Handwritten Marathi documents are still widely used in 0but converting them into digital text is difficult because of the complexity of the Devanagari script and variations in handwriting. This project introduces a full transformer-based system that automatically reads handwritten Marathi text and converts it into accurate, well-structured digital output.
The system replaces older OCR methods such as CNNs and RNNs with advanced transformer models. A Vision Transformer (ViT) is used to analyze handwritten strokes, understand character shapes, and handle complex features like matras and conjunct letters. After the text is extracted, a Marathi language transformer model corrects grammar, spelling, and sentence flow, ensuring that the final output is meaningful and easy to read. A user-friendly Flask web interface allows users to upload handwritten images. Once an image is submitted, the system performs preprocessing steps such as noise reduction, contrast improvement, text region detection, and segmentation. These steps help improve recognition accuracy, especially for unclear or low- quality images. The final processed text is then refined by the grammar-correction module and returned to the user in clean digital form. By combining vision transformers with Marathi language transformers, the system achieves higher accuracy across different handwriting styles and varying document quality. The proposed solution is suitable for real-world applications such as academic paper checking, historical document digitization, record-keeping in government offices, and any organization that needs fast and accurate digitization of handwritten Marathi content.
Introduction
The text presents a transformer-based system for recognizing handwritten Marathi (Devanagari) text and converting it into clean, grammatically correct digital output.

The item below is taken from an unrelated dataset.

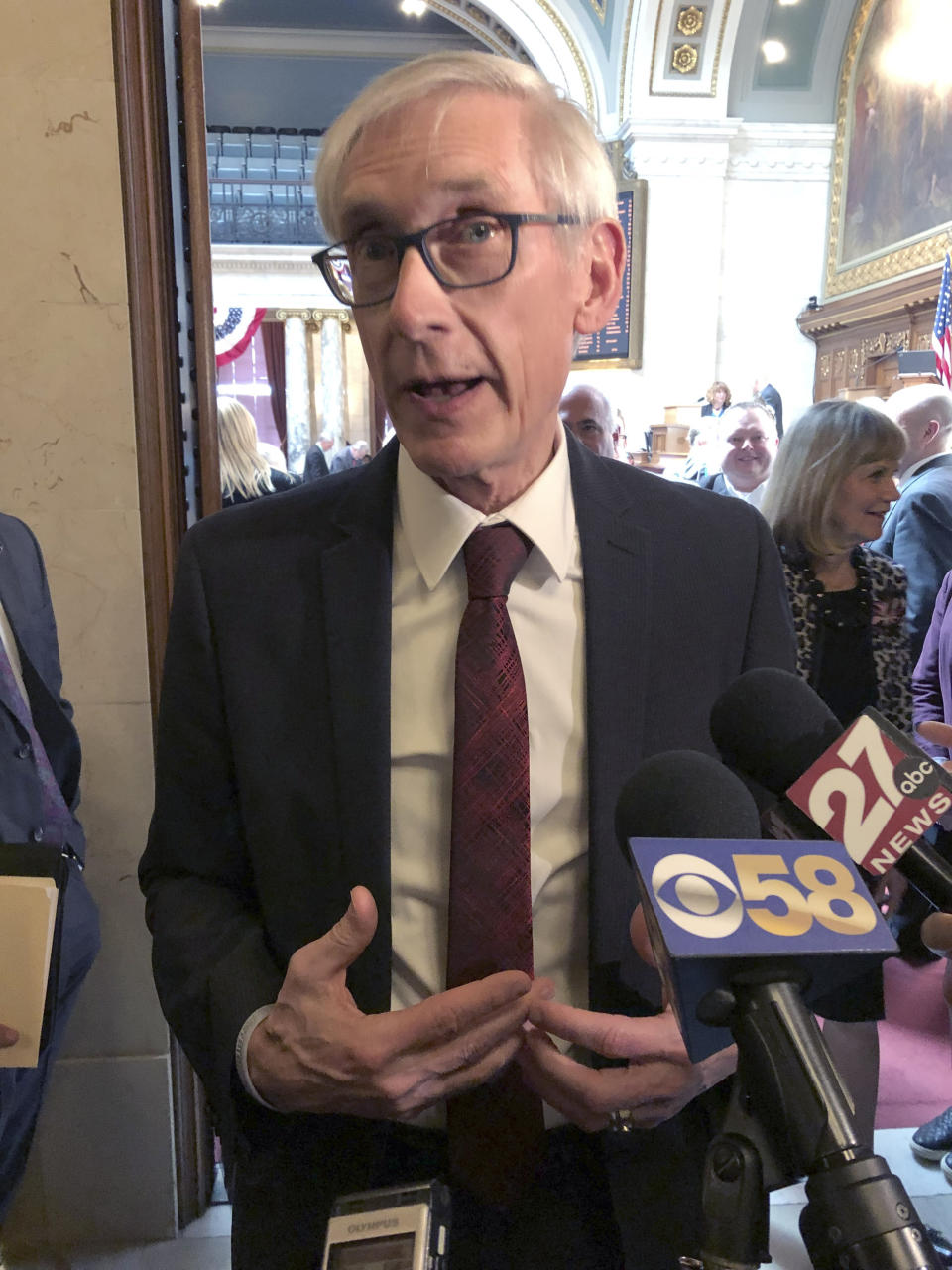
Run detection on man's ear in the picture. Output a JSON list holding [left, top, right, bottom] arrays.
[[575, 221, 625, 335]]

It addresses the limitations of traditional OCR methods like CNNs, RNNs, and template matching, which struggle with complex Marathi handwriting, conjunct characters, and limited training data.

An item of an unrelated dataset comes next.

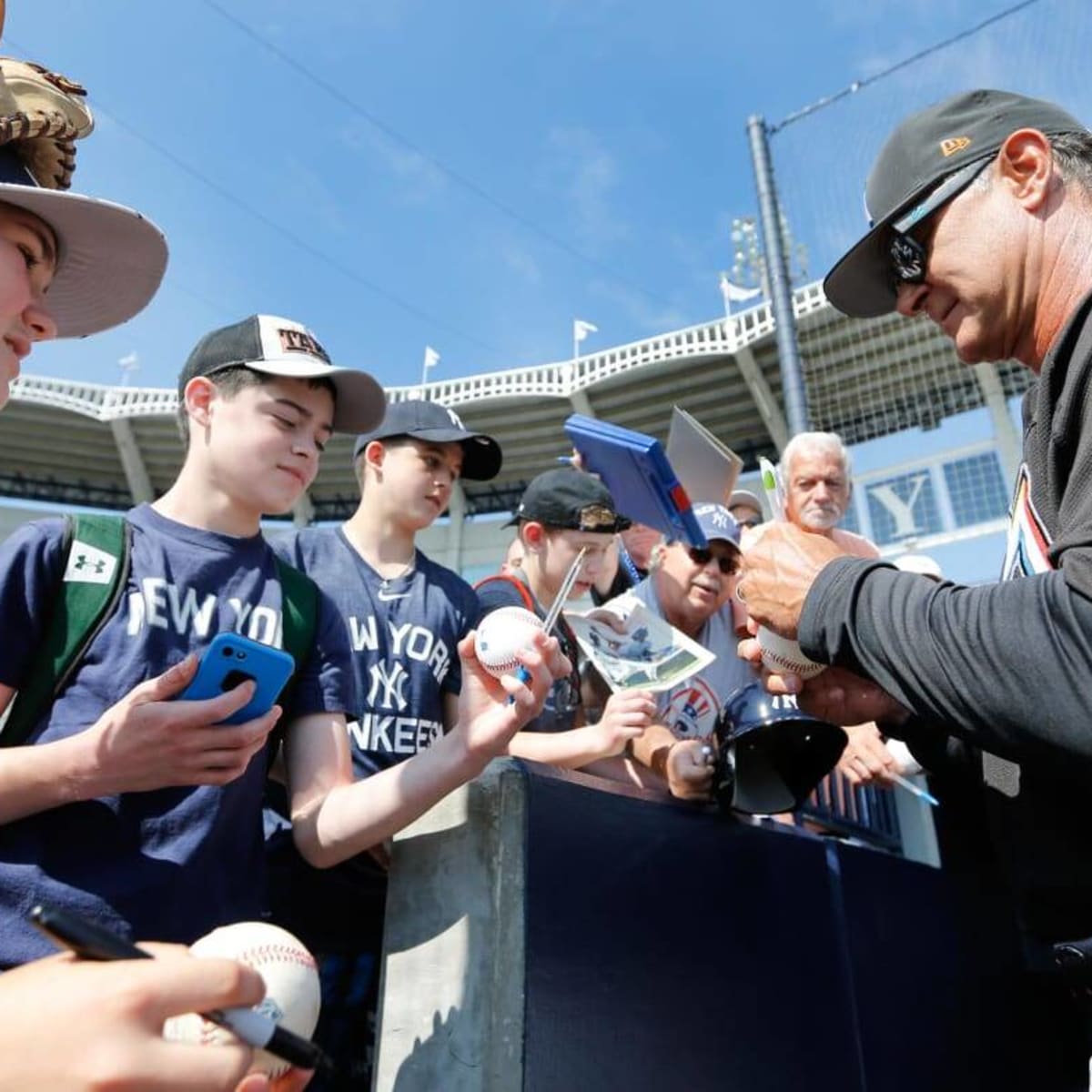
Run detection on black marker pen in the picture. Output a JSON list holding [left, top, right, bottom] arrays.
[[28, 905, 333, 1072]]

The proposed solution uses Vision Transformers (ViT) to analyze entire images of handwritten text and extract characters more accurately by capturing global stroke relationships. A dedicated Marathi language model then performs grammar correction, handling linguistic features such as verb forms, sandhi rules, and gender–number agreement. The system is implemented as a Flask-based web application where users upload images and receive processed text.
The methodology includes preprocessing (noise removal and image enhancement), ViT-based text recognition, text normalization, and transformer-based grammar correction. Compared to earlier approaches, this system is more robust, requires fewer data constraints, and produces more accurate and meaningful Marathi text.
Conclusion
This work introduces a modern, efficient, and scalable OCR system designed specifically for digitizing handwritten Marathi text. By using a transformer-based recognition pipeline along with strong preprocessing and linguistic post-correction modules, the proposed framework overcomes many of the challenges found in traditional CNN- and RNN-based OCR approaches. These older models often struggle with the complex nature of the Devanagari script— especially with conjunct letters, varying stroke shapes, and wide differences in personal handwriting styles. In contrast, the transformer-based system presented in this project handles these complexities more effectively and delivers significantly higher accuracy.
The experimental results clearly show that preprocessing plays an essential role in improving recognition quality, raising character- level accuracy to approximately 87–92% across different types of handwritten inputs. Comparative studies with widely used OCR tools such as Tesseract and Google Vision further highlight the advantages of the proposed method, as these systems show noticeable performance drops when dealing with handwritten Marathi text. The superior performance of the transformer-based model demonstrates its suitability for real-world applications where handwriting quality and style may vary greatly.
By combining attention-driven text recognition with context-aware grammar correction, the system generates output that is both structurally correct and linguistically meaningful. This makes the resulting text highly suitable for various downstream tasks including digital archiving, document search, sentiment analysis, information extraction, and classification.